Pendant l’intermède, António Casalinho et Margarita Fernandez ont épaté tout le monde avec Diane et Actéon d’une grande classe. Vainqueur du Prix de Lausanne 2021, l’édition en vidéo sous Covid, António Casalinho est en fait venu sur scène danser les deux variations qu’il a présentées à l’époque (Diane et Actéon étant agrémenté du pas de deux dans son intégralité). Un joli clin d’œil pour un formidable danseur, qui aura donc bien pu danser ses variations sur la scène du Théâtre de Beaulieu. L’on a aussi bien aimé l’efficacité de Bold de Goyo Montero, monté dans le cadre du Projet Chorégraphique. Un projet un peu fou : pendant une semaine, 24 élèves des écoles partenaires du Prix de Lausanne se retrouvent en studio, au quatrième étage du Théâtre de Beaulieu, pour monter une création. Goyo Montero a su y faire en donnant, malgré le peu de temps, une belle dynamique de groupe et une partition où chacun et chacune a pu s’exprimer.
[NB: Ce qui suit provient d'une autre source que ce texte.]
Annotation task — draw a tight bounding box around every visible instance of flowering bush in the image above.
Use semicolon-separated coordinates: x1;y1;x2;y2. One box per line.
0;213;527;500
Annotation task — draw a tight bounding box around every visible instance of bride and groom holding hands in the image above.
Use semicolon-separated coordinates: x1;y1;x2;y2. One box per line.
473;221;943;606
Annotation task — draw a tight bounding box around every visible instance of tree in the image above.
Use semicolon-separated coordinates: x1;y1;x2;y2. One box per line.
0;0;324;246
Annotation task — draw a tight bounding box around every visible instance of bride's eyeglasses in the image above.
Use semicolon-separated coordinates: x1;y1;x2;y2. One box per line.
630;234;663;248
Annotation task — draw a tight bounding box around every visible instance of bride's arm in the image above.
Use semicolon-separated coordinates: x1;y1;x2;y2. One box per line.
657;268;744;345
Carlos Acosta, enfin, a reçu le Lifetime Achievement Award. « Revenir au Prix de Lausanne, c’est revenir à la maison« , disait-il un peu plus tôt. Le danseur, charismatique même quand il ne fait que parler, a retracé ses souvenirs du Prix de Lausanne avant de donner quelques conseils aux jeunes artistes. « La peine d’aujourd’hui en cours de danse sera votre force de demain« . Et une standing-ovation pour l’Étoile qui a tellement marqué la scène ces vingt dernières années.